The ASIAIR WiFi Station Mode requires a connection between the ASIAIR and your home router (or extender).
It is not sufficient (nor necessary) that both of the ASIAIR and the home router are strong at your iPad. What is required for Station Mode is a strong signal between the ASIAIR and the router.
If you are on an ASIAIR Pro (instead of the better designed original ASIAIR plastic enclosure from Raspberry Pi), and the router is more than a couple of feet away from the ASIAIR, depending on orientation of the ASIAIR relative to your router (antenna directivity), and how many WiFi signals are in your neighborhood (signal to noise ratio of the WiFi signal), what you see is quite typical of what happens when you bury a microwave antenna inside a metal box (Faraday Cage). There are some orientations that won't work with a separation of just 5 feet, especially if you have a neighbor with a strong WiFi signal.
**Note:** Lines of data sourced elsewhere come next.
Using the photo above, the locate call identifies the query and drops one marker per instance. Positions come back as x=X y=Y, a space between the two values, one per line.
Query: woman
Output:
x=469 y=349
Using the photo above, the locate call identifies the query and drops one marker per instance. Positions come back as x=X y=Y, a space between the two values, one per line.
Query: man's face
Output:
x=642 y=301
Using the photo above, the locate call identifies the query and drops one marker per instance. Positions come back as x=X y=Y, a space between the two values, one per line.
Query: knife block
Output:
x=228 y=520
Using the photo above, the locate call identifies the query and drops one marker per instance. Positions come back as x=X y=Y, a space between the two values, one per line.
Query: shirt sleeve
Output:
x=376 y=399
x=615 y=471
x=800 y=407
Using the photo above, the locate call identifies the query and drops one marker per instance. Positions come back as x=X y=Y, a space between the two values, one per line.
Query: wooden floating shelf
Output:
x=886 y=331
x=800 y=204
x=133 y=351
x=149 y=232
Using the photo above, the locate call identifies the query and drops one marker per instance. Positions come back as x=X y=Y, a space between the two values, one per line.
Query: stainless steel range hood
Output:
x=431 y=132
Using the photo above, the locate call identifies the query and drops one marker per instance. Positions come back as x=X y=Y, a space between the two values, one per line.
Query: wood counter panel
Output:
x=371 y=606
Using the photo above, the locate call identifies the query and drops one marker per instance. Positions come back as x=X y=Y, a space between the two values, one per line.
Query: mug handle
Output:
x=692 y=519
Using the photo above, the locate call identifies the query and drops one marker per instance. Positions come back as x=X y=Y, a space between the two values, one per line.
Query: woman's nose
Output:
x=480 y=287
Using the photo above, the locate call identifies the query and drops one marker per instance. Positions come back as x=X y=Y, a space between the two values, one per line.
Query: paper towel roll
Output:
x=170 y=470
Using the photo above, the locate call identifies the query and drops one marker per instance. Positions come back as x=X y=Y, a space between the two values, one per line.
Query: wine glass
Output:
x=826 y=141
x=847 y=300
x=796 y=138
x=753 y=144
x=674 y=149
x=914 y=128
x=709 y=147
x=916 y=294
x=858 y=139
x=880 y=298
You may be able to site your ASIAIR Pro on a tripod leg (so its orientation does not change when you move the OTA) and change its orientation until it connects (and never move it again).
A better way is to not use WiFi (either Hotspot or Station Mode) on the ASIAIR at all (why use anything that is designed to fail). Connect the ASIAIR's LAN port to the LAN port of your router with a Cat5 cable, or to the LAN port of a wireless extender, with the extender wirelessly connected to your network.
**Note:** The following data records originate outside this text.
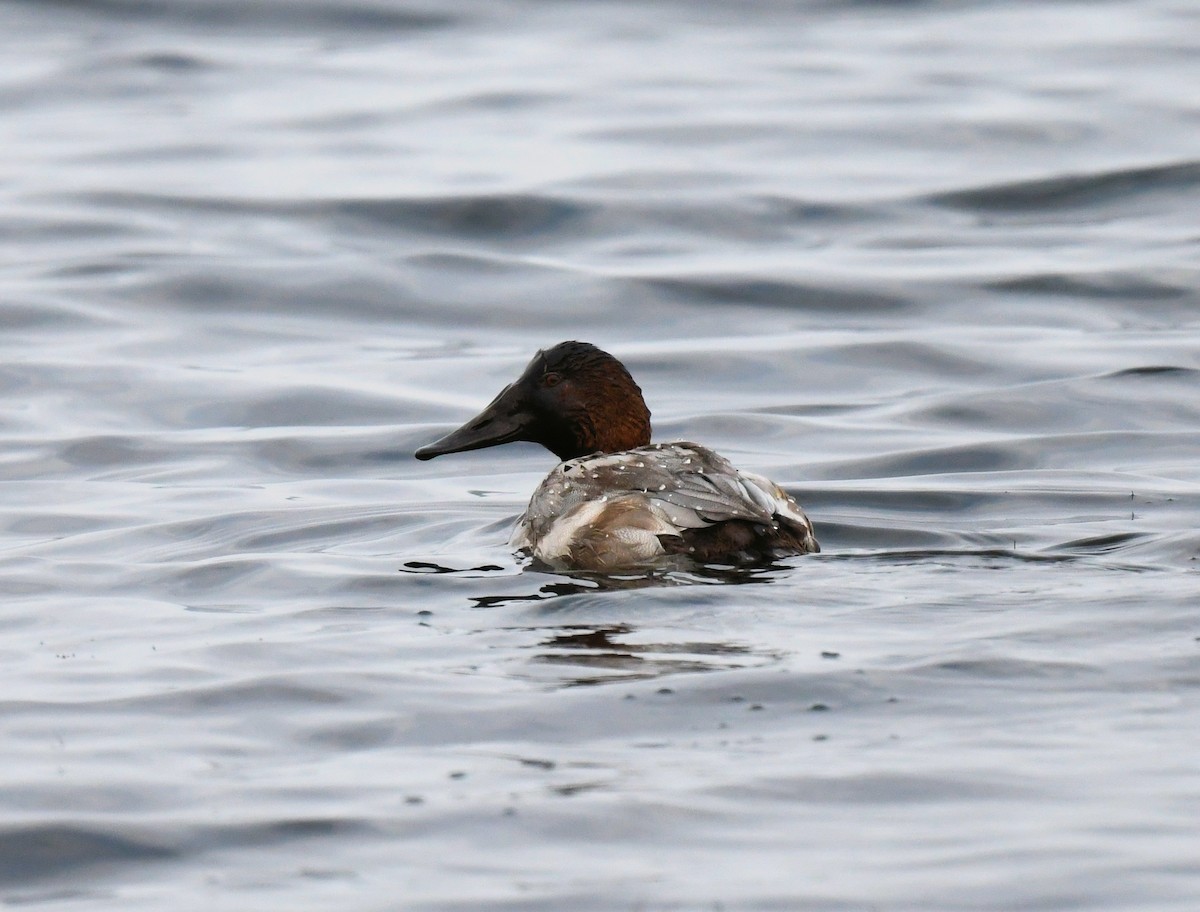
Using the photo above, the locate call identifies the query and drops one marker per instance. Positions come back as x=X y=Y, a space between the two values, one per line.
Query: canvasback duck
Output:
x=616 y=501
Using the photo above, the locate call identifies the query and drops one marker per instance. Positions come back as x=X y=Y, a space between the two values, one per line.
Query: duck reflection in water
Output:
x=617 y=501
x=603 y=653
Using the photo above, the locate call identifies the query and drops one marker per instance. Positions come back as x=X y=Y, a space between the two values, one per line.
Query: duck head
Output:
x=573 y=399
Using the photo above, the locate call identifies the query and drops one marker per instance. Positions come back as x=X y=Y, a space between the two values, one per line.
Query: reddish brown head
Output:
x=573 y=399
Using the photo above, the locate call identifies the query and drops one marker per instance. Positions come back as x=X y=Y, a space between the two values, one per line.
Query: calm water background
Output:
x=934 y=267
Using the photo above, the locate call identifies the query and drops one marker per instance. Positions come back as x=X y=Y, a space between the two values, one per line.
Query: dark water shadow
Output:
x=571 y=582
x=604 y=658
x=606 y=652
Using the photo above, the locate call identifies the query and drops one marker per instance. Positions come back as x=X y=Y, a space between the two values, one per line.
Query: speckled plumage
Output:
x=615 y=510
x=617 y=501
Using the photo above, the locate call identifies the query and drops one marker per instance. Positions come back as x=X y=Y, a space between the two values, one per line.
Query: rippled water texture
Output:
x=930 y=265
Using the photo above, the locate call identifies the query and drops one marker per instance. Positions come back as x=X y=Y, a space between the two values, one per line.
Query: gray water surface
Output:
x=933 y=267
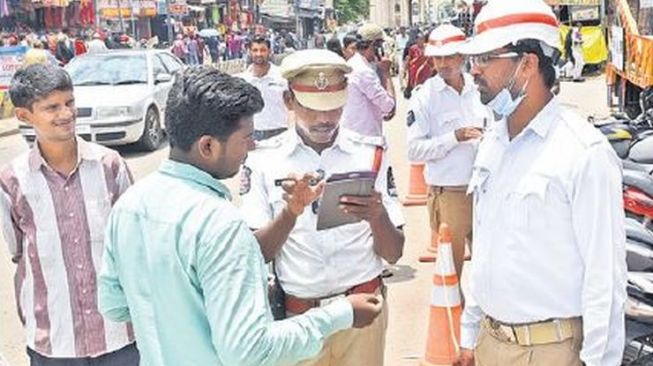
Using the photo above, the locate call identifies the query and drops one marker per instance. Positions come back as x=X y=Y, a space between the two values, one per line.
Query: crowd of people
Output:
x=167 y=271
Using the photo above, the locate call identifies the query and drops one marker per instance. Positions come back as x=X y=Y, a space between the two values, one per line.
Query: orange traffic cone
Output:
x=417 y=190
x=443 y=340
x=432 y=250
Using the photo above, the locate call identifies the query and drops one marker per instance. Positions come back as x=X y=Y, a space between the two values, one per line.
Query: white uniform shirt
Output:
x=317 y=263
x=549 y=240
x=436 y=111
x=274 y=114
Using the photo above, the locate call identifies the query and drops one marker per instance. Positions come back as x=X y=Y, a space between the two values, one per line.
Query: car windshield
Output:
x=108 y=70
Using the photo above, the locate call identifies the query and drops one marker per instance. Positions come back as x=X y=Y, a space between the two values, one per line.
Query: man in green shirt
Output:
x=181 y=263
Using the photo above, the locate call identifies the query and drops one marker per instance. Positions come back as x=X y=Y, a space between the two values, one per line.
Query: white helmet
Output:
x=503 y=22
x=445 y=41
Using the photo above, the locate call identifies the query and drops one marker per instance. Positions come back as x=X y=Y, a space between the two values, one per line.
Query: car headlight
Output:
x=112 y=112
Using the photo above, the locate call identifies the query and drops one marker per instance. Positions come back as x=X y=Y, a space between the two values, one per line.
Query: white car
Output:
x=121 y=96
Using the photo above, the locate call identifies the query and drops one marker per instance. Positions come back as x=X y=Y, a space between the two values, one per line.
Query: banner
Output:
x=617 y=47
x=11 y=59
x=595 y=50
x=575 y=2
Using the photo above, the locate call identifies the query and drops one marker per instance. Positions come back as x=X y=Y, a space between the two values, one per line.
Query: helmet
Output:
x=503 y=22
x=444 y=41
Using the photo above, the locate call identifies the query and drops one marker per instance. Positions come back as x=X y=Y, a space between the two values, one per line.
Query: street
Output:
x=409 y=288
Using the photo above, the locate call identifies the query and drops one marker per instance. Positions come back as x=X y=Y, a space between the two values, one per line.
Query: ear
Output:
x=23 y=115
x=207 y=146
x=531 y=65
x=288 y=99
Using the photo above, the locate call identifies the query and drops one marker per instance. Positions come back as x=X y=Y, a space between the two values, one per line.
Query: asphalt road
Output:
x=409 y=288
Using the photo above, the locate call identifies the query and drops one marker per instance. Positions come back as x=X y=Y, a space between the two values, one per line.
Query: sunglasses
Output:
x=485 y=59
If you have a spare USB port on your ASIAIR, you can also use a USB WiFi dongle like this one
https://www.amazon.com/Edimax-EW-7811Un-V2-Compatible-2-6-18-4-14/dp/B08F2ZNC6J
The above is only capable of 150 Mbps but better than nothing, and Raspbian (Raspberry Pi OS) has a prebuilt driver for the dongle above (ASIAIR worked when I tried; it is no secret that ASIAIR rides on top of Raspbian), but no driver for the faster dongles that I have on hand like the Edimax EP-AC1617. So, it is better to use something like the TP-Link travel router (which works off 5V -- and can even be powered off of one of ASIAIR's USB port) that is configured as an extender, and connecting the ASIAIR to it with an Ethernet cable.